The ROC curve is mostly the best to show the quality of classifier. In general, an AUC of 0.5 suggests no discrimination (i.e., ability to diagnose patients with and without the disease or condition based on the test), 0.7 to 0.8 is considered acceptable, 0.8 to 0.9 is considered excellent, and more than 0.9 is considered outstanding. As seen the the curve, the model is very good.

In [None]:
# PR curve
from sklearn.metrics import precision_recall_curve, average_precision_score
from sklearn.utils.fixes import signature

average_precision = average_precision_score(y_test, predicted_probability)
precision, recall, _ = precision_recall_curve(y_test, predicted_probability)

plt.figure(1, figsize = (16, 9))
plt.step(recall, precision, color='b', alpha=0.2, where='post')
plt.fill_between(recall, precision, alpha=0.2, color='b', **({'step': 'post'} if 'step' in signature(plt.fill_between).parameters else {}))

plt.ylabel('Precision')
plt.xlabel('Recall')
plt.xlim([0.0, 1.0])
plt.ylim([0.0, 1.05])
plt.title('2-class Precision-Recall curve: AP={0:0.2f}'.format(average_precision))

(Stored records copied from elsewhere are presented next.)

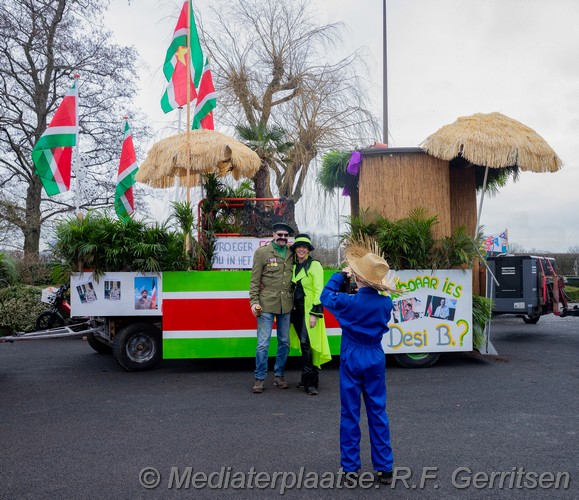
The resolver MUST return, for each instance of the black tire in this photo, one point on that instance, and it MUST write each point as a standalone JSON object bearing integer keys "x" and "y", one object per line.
{"x": 424, "y": 360}
{"x": 97, "y": 344}
{"x": 48, "y": 319}
{"x": 138, "y": 346}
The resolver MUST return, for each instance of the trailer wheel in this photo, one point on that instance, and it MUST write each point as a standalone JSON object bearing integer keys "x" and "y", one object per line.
{"x": 422, "y": 360}
{"x": 48, "y": 319}
{"x": 97, "y": 344}
{"x": 138, "y": 346}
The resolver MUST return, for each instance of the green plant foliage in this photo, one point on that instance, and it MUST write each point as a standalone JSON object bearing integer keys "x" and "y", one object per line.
{"x": 19, "y": 307}
{"x": 103, "y": 244}
{"x": 333, "y": 171}
{"x": 481, "y": 313}
{"x": 409, "y": 243}
{"x": 572, "y": 293}
{"x": 8, "y": 270}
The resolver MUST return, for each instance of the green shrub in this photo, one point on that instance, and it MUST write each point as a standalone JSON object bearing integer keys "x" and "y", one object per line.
{"x": 34, "y": 272}
{"x": 19, "y": 307}
{"x": 103, "y": 244}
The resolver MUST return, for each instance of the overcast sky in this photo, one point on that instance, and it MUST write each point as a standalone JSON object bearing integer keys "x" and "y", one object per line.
{"x": 446, "y": 58}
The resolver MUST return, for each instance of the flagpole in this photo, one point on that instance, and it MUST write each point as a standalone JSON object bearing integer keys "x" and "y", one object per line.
{"x": 189, "y": 61}
{"x": 76, "y": 163}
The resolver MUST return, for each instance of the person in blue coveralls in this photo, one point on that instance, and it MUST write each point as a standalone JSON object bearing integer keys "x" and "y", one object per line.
{"x": 364, "y": 319}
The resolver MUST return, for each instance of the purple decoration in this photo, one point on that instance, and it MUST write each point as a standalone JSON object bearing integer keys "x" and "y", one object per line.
{"x": 355, "y": 162}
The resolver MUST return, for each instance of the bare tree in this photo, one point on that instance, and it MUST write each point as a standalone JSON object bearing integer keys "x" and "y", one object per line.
{"x": 42, "y": 44}
{"x": 272, "y": 69}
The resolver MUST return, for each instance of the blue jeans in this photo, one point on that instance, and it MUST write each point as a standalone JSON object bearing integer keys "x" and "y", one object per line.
{"x": 264, "y": 328}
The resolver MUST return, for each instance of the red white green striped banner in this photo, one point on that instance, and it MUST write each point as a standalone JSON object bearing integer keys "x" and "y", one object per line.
{"x": 206, "y": 101}
{"x": 206, "y": 314}
{"x": 178, "y": 61}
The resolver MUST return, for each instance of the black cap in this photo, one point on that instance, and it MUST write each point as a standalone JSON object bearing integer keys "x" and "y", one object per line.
{"x": 281, "y": 226}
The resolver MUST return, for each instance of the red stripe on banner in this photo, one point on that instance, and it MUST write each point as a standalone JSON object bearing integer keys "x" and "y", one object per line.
{"x": 214, "y": 314}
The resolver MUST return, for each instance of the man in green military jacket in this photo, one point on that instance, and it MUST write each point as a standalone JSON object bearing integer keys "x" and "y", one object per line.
{"x": 271, "y": 298}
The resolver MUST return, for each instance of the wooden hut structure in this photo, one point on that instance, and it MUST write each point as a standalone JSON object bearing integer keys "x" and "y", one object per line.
{"x": 393, "y": 181}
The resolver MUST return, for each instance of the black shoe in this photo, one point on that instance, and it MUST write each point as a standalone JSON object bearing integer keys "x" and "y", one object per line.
{"x": 385, "y": 477}
{"x": 351, "y": 478}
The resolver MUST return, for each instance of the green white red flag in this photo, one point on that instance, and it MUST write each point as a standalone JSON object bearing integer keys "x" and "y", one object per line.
{"x": 52, "y": 154}
{"x": 206, "y": 101}
{"x": 124, "y": 200}
{"x": 182, "y": 70}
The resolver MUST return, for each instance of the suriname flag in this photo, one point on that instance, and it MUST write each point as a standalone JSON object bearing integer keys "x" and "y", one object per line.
{"x": 206, "y": 314}
{"x": 181, "y": 86}
{"x": 52, "y": 154}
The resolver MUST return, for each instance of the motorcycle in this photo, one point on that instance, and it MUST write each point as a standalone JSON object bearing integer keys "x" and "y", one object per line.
{"x": 58, "y": 314}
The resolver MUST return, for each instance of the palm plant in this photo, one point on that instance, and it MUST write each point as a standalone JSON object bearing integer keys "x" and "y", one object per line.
{"x": 409, "y": 244}
{"x": 103, "y": 244}
{"x": 8, "y": 270}
{"x": 183, "y": 214}
{"x": 333, "y": 174}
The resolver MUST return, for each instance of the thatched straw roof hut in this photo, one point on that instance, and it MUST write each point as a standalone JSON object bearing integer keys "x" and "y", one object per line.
{"x": 196, "y": 152}
{"x": 493, "y": 140}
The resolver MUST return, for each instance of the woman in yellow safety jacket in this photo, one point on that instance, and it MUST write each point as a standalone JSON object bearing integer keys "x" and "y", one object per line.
{"x": 308, "y": 329}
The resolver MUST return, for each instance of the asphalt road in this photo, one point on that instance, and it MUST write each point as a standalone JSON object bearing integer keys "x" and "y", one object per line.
{"x": 73, "y": 424}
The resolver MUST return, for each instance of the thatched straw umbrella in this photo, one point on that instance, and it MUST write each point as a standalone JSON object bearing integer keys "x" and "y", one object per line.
{"x": 492, "y": 140}
{"x": 184, "y": 157}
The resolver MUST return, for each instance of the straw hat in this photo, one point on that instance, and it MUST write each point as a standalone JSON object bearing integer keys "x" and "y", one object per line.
{"x": 369, "y": 268}
{"x": 302, "y": 240}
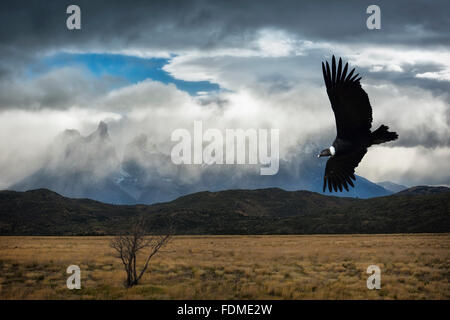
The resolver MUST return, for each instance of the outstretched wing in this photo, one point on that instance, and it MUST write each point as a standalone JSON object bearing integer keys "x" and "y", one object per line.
{"x": 349, "y": 101}
{"x": 340, "y": 170}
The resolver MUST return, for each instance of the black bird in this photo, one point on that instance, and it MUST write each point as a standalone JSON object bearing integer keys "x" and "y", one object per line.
{"x": 353, "y": 115}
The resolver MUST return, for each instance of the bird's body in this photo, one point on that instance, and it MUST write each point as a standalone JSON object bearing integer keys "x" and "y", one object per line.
{"x": 353, "y": 114}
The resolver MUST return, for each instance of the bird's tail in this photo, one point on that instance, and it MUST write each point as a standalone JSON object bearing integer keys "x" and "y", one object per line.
{"x": 382, "y": 135}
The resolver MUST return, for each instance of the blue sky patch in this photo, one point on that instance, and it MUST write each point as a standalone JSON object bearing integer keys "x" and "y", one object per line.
{"x": 131, "y": 69}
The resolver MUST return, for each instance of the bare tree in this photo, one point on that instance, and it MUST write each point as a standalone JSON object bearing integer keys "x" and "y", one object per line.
{"x": 128, "y": 244}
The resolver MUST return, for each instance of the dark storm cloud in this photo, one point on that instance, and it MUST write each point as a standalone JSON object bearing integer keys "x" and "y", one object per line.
{"x": 173, "y": 25}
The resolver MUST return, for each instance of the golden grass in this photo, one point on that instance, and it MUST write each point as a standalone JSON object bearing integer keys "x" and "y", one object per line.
{"x": 233, "y": 267}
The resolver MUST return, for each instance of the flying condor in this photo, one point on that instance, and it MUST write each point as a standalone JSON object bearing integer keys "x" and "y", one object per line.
{"x": 353, "y": 115}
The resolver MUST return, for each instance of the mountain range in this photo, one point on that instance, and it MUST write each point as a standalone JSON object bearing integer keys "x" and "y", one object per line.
{"x": 261, "y": 211}
{"x": 80, "y": 166}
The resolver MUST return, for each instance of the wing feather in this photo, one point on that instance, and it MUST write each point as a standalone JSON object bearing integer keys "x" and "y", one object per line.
{"x": 339, "y": 170}
{"x": 350, "y": 103}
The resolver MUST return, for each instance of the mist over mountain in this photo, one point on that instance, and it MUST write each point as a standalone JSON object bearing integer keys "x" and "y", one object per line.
{"x": 391, "y": 186}
{"x": 89, "y": 167}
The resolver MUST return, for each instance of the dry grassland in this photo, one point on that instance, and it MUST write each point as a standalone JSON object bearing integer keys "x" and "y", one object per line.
{"x": 233, "y": 267}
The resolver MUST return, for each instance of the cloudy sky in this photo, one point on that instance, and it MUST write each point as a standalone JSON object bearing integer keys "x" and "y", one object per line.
{"x": 149, "y": 67}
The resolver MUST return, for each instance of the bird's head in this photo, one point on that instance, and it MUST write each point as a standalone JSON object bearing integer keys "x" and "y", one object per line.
{"x": 329, "y": 152}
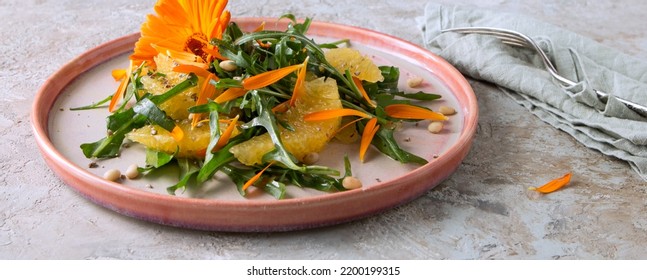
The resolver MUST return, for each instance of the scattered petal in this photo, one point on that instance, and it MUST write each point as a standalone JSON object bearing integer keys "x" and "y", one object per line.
{"x": 367, "y": 137}
{"x": 554, "y": 185}
{"x": 256, "y": 177}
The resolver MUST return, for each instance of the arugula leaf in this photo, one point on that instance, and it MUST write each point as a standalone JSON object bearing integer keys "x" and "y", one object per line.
{"x": 154, "y": 114}
{"x": 267, "y": 120}
{"x": 386, "y": 143}
{"x": 124, "y": 121}
{"x": 188, "y": 168}
{"x": 157, "y": 159}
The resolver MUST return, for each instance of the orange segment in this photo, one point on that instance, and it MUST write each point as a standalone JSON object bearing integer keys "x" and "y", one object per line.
{"x": 307, "y": 137}
{"x": 360, "y": 66}
{"x": 192, "y": 145}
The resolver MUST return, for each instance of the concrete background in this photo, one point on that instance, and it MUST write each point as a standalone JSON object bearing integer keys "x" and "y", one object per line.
{"x": 481, "y": 212}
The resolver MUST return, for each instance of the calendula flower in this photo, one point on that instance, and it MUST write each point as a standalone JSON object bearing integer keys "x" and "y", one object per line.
{"x": 182, "y": 26}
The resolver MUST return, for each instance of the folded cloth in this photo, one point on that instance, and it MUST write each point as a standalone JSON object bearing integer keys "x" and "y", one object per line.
{"x": 610, "y": 127}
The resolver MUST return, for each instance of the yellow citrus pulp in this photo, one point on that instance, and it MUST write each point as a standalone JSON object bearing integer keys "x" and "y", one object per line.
{"x": 360, "y": 66}
{"x": 164, "y": 79}
{"x": 306, "y": 137}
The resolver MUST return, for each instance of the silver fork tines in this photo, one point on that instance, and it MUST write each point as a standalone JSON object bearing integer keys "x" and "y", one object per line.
{"x": 517, "y": 39}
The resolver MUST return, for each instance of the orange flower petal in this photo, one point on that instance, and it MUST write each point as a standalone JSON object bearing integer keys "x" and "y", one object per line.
{"x": 121, "y": 89}
{"x": 119, "y": 74}
{"x": 367, "y": 136}
{"x": 405, "y": 111}
{"x": 214, "y": 53}
{"x": 299, "y": 87}
{"x": 256, "y": 177}
{"x": 177, "y": 133}
{"x": 358, "y": 84}
{"x": 333, "y": 113}
{"x": 555, "y": 184}
{"x": 230, "y": 94}
{"x": 267, "y": 78}
{"x": 198, "y": 70}
{"x": 281, "y": 108}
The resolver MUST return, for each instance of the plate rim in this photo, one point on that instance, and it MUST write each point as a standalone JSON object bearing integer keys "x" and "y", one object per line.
{"x": 73, "y": 175}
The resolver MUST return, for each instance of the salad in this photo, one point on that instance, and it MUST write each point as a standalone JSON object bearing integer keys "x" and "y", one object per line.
{"x": 256, "y": 106}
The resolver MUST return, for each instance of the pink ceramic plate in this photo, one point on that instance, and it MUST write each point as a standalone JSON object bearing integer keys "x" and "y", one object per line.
{"x": 217, "y": 206}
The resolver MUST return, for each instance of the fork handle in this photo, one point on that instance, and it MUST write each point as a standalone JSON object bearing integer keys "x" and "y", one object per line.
{"x": 640, "y": 109}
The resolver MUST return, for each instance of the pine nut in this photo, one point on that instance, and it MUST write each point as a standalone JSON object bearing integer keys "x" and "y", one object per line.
{"x": 435, "y": 127}
{"x": 351, "y": 183}
{"x": 112, "y": 175}
{"x": 132, "y": 172}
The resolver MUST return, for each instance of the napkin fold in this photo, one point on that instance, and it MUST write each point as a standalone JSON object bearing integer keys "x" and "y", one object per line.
{"x": 611, "y": 127}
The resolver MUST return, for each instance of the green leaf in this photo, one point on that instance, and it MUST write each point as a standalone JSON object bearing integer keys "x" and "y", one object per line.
{"x": 111, "y": 145}
{"x": 157, "y": 159}
{"x": 154, "y": 114}
{"x": 267, "y": 120}
{"x": 386, "y": 143}
{"x": 188, "y": 168}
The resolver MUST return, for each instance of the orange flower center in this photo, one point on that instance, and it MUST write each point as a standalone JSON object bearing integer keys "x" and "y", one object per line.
{"x": 195, "y": 44}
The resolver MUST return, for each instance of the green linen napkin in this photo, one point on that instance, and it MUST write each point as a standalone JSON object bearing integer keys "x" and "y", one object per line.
{"x": 610, "y": 128}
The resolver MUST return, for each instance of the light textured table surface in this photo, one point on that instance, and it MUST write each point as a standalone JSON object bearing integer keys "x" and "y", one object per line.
{"x": 480, "y": 212}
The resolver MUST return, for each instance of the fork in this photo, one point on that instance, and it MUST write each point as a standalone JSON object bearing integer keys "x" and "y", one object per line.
{"x": 517, "y": 39}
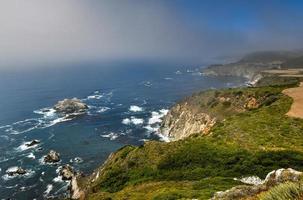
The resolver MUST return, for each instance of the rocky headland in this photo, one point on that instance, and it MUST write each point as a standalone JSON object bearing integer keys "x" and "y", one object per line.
{"x": 252, "y": 65}
{"x": 222, "y": 140}
{"x": 72, "y": 106}
{"x": 236, "y": 143}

As mentioned in 'explore data' section, the data set is out of balance. Therefore PR curve is the best metric for this data set. As seen in the graph, precision decreases when we increase the recall. This means prediction threshold adaption is required. To reach high recall values, low prediction treshold values are needed. In contrast, to reach high precison value, high prediction treshold values are needed. Thus the graph represents that the model has a well predictive capacity.

# Conclusion

In conclusion, guest reviews has been used to predict the guest behaviour via sentiment analyisis, natural language processing features, gensim topic modelling, term frequency–inverse document frequency values. Therefore it is possible to make sentiment analyisis and make prediction form the raw guest reviews.